Adaptive Reuse
The Packard Exchange
- Type
- Adaptive Reuse
- Location
- Detroit, MI
- Year
- 2024
- Status
- In Progress
- Area
- 12,800 sf
Overview
Adaptive reuse of a 1920s industrial warehouse into a mixed-use creative hub — preserving the raw character of exposed brick and heavy timber while threading in contemporary residential and studio units.
Project Overview
The Packard Exchange occupies a 1924 industrial building in Detroit’s Corktown neighborhood, a district undergoing careful revitalization driven by creative industries and historic preservation advocates. The client — a developer with deep ties to the local arts community — sought a project that honored the building’s industrial past while creating genuinely livable, workable space.
Design Strategy
Rather than erasing the building’s history, the design amplifies it.

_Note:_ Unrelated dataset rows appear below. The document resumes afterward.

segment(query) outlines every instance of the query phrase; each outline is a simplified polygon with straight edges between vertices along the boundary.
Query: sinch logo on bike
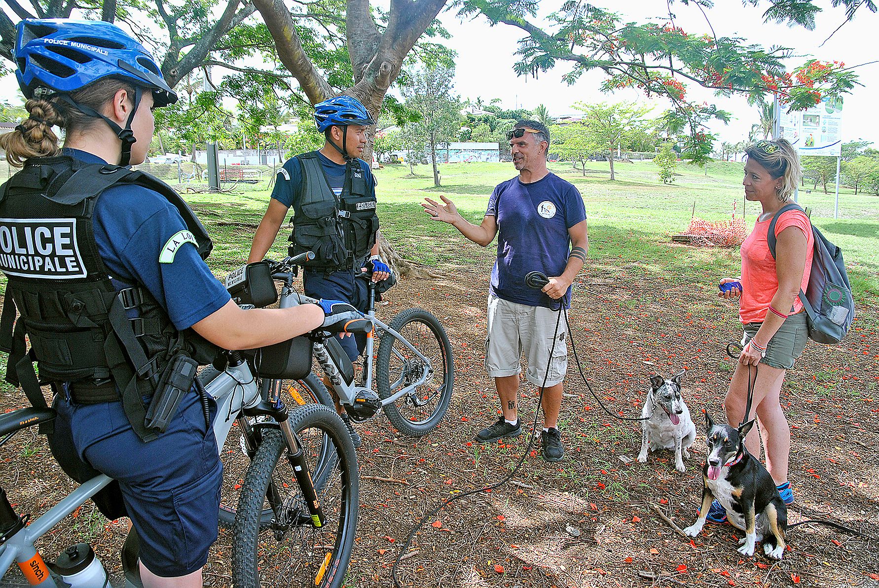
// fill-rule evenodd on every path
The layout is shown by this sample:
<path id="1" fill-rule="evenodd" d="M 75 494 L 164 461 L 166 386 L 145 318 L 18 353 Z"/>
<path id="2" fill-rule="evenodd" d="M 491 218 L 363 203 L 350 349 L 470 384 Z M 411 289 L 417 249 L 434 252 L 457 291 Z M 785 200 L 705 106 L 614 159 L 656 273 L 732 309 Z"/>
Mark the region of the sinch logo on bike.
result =
<path id="1" fill-rule="evenodd" d="M 7 4 L 0 586 L 879 581 L 839 3 Z"/>

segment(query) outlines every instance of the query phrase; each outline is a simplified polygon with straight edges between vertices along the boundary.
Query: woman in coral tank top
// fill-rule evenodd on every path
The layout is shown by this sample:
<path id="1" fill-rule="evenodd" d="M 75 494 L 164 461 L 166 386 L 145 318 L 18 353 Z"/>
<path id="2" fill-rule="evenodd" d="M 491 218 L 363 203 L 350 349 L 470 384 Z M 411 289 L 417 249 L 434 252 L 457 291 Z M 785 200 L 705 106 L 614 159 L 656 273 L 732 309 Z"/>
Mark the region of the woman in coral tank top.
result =
<path id="1" fill-rule="evenodd" d="M 784 139 L 759 141 L 745 149 L 745 197 L 759 202 L 763 209 L 753 230 L 742 243 L 742 275 L 721 279 L 721 284 L 740 281 L 742 290 L 722 292 L 722 298 L 741 294 L 739 318 L 745 328 L 745 345 L 724 399 L 727 420 L 737 425 L 745 417 L 749 374 L 753 380 L 752 413 L 760 425 L 766 465 L 786 504 L 794 502 L 788 482 L 790 428 L 781 410 L 779 393 L 787 370 L 803 352 L 808 333 L 806 316 L 797 294 L 805 290 L 812 266 L 813 237 L 809 218 L 800 210 L 788 210 L 775 223 L 775 255 L 773 258 L 766 235 L 773 216 L 793 201 L 800 180 L 800 160 Z M 756 370 L 755 370 L 756 367 Z M 745 446 L 760 454 L 759 437 L 748 436 Z M 712 505 L 709 519 L 726 519 L 720 503 Z"/>

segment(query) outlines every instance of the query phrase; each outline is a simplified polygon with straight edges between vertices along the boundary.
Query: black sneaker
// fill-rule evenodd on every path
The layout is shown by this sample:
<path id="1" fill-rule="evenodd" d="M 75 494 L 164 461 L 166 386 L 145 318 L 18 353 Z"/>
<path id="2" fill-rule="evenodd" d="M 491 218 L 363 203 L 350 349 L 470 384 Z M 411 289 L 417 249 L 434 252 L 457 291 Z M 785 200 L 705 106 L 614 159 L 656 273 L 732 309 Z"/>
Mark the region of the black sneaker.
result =
<path id="1" fill-rule="evenodd" d="M 360 436 L 354 431 L 354 425 L 351 424 L 351 417 L 345 413 L 339 415 L 342 417 L 342 422 L 348 428 L 348 432 L 351 433 L 351 440 L 354 442 L 354 449 L 360 446 Z"/>
<path id="2" fill-rule="evenodd" d="M 519 437 L 522 434 L 522 428 L 519 426 L 519 419 L 515 425 L 510 425 L 504 417 L 498 418 L 498 422 L 490 427 L 486 427 L 476 433 L 476 440 L 488 443 L 502 437 Z"/>
<path id="3" fill-rule="evenodd" d="M 541 445 L 543 446 L 543 459 L 547 461 L 558 461 L 564 457 L 564 447 L 562 446 L 562 433 L 556 427 L 541 432 Z"/>

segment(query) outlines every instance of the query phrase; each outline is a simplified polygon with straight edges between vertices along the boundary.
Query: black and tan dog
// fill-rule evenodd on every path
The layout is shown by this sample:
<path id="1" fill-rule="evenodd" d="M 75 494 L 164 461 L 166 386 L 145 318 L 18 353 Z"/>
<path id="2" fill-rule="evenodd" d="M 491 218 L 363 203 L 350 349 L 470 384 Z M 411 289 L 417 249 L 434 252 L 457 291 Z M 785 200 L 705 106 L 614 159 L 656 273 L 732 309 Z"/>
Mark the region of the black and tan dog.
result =
<path id="1" fill-rule="evenodd" d="M 684 529 L 684 533 L 688 537 L 699 534 L 711 501 L 716 498 L 726 509 L 729 521 L 745 531 L 745 538 L 738 541 L 739 553 L 752 555 L 757 541 L 765 539 L 766 555 L 772 559 L 781 559 L 788 508 L 769 472 L 745 448 L 745 436 L 754 421 L 737 429 L 716 424 L 706 412 L 705 422 L 708 459 L 702 469 L 702 505 L 696 522 Z"/>

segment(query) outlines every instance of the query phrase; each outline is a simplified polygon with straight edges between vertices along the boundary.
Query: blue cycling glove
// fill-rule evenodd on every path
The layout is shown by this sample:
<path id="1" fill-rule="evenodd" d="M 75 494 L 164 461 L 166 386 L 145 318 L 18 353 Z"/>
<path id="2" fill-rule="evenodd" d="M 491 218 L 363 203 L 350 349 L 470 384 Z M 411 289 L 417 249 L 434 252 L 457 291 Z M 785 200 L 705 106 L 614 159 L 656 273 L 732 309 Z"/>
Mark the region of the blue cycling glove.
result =
<path id="1" fill-rule="evenodd" d="M 388 264 L 379 259 L 377 256 L 367 261 L 367 265 L 364 265 L 364 267 L 366 267 L 367 270 L 372 271 L 373 273 L 380 272 L 387 272 L 388 273 L 391 272 L 390 267 L 388 265 Z"/>
<path id="2" fill-rule="evenodd" d="M 323 323 L 320 328 L 325 330 L 339 332 L 352 321 L 367 320 L 362 312 L 345 301 L 319 300 L 316 304 L 323 310 Z"/>

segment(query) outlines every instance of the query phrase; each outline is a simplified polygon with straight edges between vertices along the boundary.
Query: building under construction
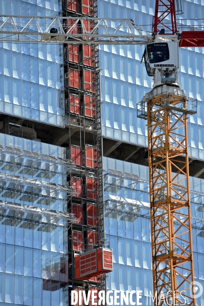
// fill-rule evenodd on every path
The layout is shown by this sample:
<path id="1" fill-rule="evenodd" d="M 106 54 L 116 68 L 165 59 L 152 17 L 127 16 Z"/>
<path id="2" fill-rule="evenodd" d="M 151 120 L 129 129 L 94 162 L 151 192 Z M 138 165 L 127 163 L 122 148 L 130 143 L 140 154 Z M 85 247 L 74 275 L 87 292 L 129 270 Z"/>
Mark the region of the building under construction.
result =
<path id="1" fill-rule="evenodd" d="M 204 3 L 183 5 L 180 32 L 203 30 Z M 154 6 L 152 0 L 2 0 L 0 11 L 69 17 L 62 26 L 74 34 L 83 16 L 127 17 L 151 33 Z M 84 19 L 85 30 L 95 22 Z M 142 290 L 147 304 L 153 287 L 148 130 L 137 105 L 152 84 L 140 63 L 142 47 L 0 43 L 0 306 L 65 306 L 73 290 L 105 289 Z M 180 48 L 179 60 L 181 87 L 197 103 L 187 119 L 189 164 L 194 273 L 204 286 L 202 49 Z M 189 269 L 184 264 L 177 276 L 182 286 Z M 203 294 L 196 304 L 204 305 Z"/>

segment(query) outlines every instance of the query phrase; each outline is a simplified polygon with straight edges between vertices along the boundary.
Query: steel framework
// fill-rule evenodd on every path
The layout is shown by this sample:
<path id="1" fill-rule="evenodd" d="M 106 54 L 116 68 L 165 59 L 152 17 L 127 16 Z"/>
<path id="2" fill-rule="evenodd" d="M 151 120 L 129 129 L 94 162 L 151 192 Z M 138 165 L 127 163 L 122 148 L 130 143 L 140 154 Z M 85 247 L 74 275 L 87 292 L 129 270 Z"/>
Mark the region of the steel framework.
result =
<path id="1" fill-rule="evenodd" d="M 196 103 L 168 92 L 147 102 L 155 305 L 165 304 L 163 296 L 183 304 L 182 293 L 195 306 L 187 124 Z"/>
<path id="2" fill-rule="evenodd" d="M 74 22 L 67 30 L 62 22 L 69 19 Z M 56 29 L 57 33 L 51 34 L 52 28 Z M 175 37 L 170 35 L 169 39 L 173 40 Z M 146 44 L 153 39 L 151 34 L 130 19 L 0 15 L 0 41 Z"/>
<path id="3" fill-rule="evenodd" d="M 174 0 L 156 0 L 152 33 L 169 35 L 177 32 Z"/>

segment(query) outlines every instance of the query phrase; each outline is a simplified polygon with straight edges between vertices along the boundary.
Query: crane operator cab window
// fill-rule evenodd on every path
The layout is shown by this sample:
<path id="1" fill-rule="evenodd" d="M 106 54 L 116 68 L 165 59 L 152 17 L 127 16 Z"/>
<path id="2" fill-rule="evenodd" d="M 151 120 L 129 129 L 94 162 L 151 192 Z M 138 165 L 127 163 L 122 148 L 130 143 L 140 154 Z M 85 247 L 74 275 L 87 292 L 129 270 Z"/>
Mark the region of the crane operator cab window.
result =
<path id="1" fill-rule="evenodd" d="M 161 63 L 169 59 L 168 43 L 150 43 L 147 47 L 147 55 L 150 64 Z"/>

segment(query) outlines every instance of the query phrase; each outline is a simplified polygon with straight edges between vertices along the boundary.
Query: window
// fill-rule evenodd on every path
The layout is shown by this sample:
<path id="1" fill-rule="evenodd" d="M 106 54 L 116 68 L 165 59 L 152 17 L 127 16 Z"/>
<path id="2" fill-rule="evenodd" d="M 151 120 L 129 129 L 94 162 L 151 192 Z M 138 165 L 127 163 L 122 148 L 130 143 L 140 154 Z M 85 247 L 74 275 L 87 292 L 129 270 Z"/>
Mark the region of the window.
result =
<path id="1" fill-rule="evenodd" d="M 121 106 L 117 105 L 114 105 L 114 128 L 118 130 L 121 130 Z"/>

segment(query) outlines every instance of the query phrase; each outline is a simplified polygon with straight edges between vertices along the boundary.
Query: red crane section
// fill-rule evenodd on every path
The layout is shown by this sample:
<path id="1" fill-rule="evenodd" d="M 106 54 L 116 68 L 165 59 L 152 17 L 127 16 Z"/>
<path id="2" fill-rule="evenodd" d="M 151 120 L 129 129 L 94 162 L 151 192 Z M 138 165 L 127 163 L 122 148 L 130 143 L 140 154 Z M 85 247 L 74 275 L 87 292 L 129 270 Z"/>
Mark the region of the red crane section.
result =
<path id="1" fill-rule="evenodd" d="M 173 35 L 177 32 L 174 0 L 156 0 L 152 33 Z"/>
<path id="2" fill-rule="evenodd" d="M 185 31 L 180 34 L 179 47 L 204 46 L 204 32 L 202 31 Z"/>

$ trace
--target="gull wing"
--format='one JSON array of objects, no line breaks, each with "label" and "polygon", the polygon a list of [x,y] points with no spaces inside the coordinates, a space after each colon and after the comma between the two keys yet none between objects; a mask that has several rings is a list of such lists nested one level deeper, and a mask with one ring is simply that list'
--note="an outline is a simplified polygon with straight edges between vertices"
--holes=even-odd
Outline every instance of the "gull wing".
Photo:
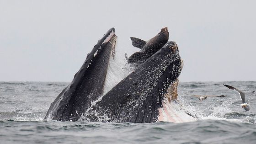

Original Douglas fir timber columns and beams are exposed and celebrated. Concrete floors are polished but left with evidence of previous use. New interventions — stairs, mezzanines, mechanical systems — are drawn in a deliberately contemporary vocabulary so that old and new remain legible and distinct.
The program places six residential lofts on the upper two floors, with four studio/workshop units at grade that open directly to a shared courtyard carved from what was previously a loading dock.
Technical Challenges
The existing structure required significant seismic and lateral reinforcement without altering the character-defining features. A hidden steel moment frame was threaded through the existing timber grid, visible only as discreet gusset plates where the two systems meet.
Status
Currently in Construction Documents phase. Groundbreaking anticipated Q3 2025.